The literature on MPDSR is vast and complex with different terminologies used to describe the intervention. At the time of the review, there was no standard definition or reporting global guidelines on how to describe MPDSR, we use the WHO definitions and guidelines for maternal death review, maternal death surveillance and response, and perinatal death audit (WHO 2004; WHO 2013a; WHO 2016a). Despite our attempt to capture related processes, referred to as obstetric audits, clinical audits or facility-based maternal and perinatal morbidity and mortality audits, some relevant literature may have been missed in the search. The inclusion criteria excluded confidential inquires, maternal near-miss reviews, verbal autopsies and social autopsies (Lewis 2014a); and we recognize that many of the elements central to this review may also be relevant to this literature.
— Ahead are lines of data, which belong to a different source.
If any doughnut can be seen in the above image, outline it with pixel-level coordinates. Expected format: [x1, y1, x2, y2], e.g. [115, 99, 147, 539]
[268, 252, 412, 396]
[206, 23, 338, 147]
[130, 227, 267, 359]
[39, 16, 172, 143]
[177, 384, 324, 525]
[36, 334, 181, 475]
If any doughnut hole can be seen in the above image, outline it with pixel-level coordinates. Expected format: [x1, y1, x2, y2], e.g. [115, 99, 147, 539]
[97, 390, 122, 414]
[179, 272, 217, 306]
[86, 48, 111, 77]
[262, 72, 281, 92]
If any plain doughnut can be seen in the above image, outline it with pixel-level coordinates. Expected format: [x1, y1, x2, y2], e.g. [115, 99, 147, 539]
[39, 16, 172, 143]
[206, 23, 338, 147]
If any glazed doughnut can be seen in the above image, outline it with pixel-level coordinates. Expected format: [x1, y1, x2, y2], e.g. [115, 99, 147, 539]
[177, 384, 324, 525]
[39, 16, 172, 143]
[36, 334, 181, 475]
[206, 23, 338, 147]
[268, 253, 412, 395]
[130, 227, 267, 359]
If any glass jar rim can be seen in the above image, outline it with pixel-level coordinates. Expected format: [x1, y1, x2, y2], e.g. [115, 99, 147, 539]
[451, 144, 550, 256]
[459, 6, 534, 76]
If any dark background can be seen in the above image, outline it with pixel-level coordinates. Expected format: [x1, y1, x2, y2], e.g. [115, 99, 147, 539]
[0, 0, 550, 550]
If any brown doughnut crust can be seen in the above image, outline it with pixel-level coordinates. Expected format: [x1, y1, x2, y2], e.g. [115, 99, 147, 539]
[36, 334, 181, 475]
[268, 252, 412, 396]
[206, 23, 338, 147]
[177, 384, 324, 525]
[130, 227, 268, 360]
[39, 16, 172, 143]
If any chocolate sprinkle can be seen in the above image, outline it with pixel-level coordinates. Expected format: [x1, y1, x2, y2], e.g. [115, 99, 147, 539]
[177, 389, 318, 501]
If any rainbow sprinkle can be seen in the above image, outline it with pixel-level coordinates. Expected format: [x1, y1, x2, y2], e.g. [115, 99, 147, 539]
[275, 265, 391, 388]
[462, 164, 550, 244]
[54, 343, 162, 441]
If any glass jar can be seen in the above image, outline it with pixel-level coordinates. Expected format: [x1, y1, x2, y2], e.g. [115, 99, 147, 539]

Much of the MPDSR-related literature looked at outcomes of the intervention, such as causes of death, modifiable factors and recommendations, and therefore, it took time to identify articles that document the actual implementation process as some studies included this information but it was not a main objective of the study. The scoping review is limited by language and time span but it is comprehensive in the inclusion of grey literature through consultation with experts in the field. While we present quantifications to characterize the literature, e.g. number of pilot studies, the decision-making, abstraction and interpretation of findings is subjective. In addition, the development and application of the implementation framework required continuous discussion and revisions by the team. The team had regular meetings to discuss our understanding of the concepts and documented our decisions.

Conclusion

This scoping review identifies and describes implementation factors relating to MPDSR in LMIC settings applying an implementation framework and health systems thinking, allowing for deeper understanding of implementation. The literature mostly identifies factors influencing implementation related to MPDSR as an intervention and its inner and outer setting, with less attention to the individuals involved. Much attention is paid to implementation factor involving tangible inputs from the service delivery lens; however, we found no agreed minimum requirements or standard approach to measuring implementation of these components. Though less studied, the societal and health systems implementation factors show that people (external actors, leaders and team members), their relationships, their motivations, their implementation climate and their ability to communicate influence implementation processes; yet their subjective experiences and relationships are inadequately focused on in the current literature. MPDSR implementation benefits from a culture of accountability, learning and continuous improvement as well as contributes to accountability at all levels; but few have studied the complex interplay and change dynamics of implementation in relation to other quality improvement and accountability mechanisms. Understanding of MPDSR will require more research using health policy and systems approaches, including the use of implementation frameworks.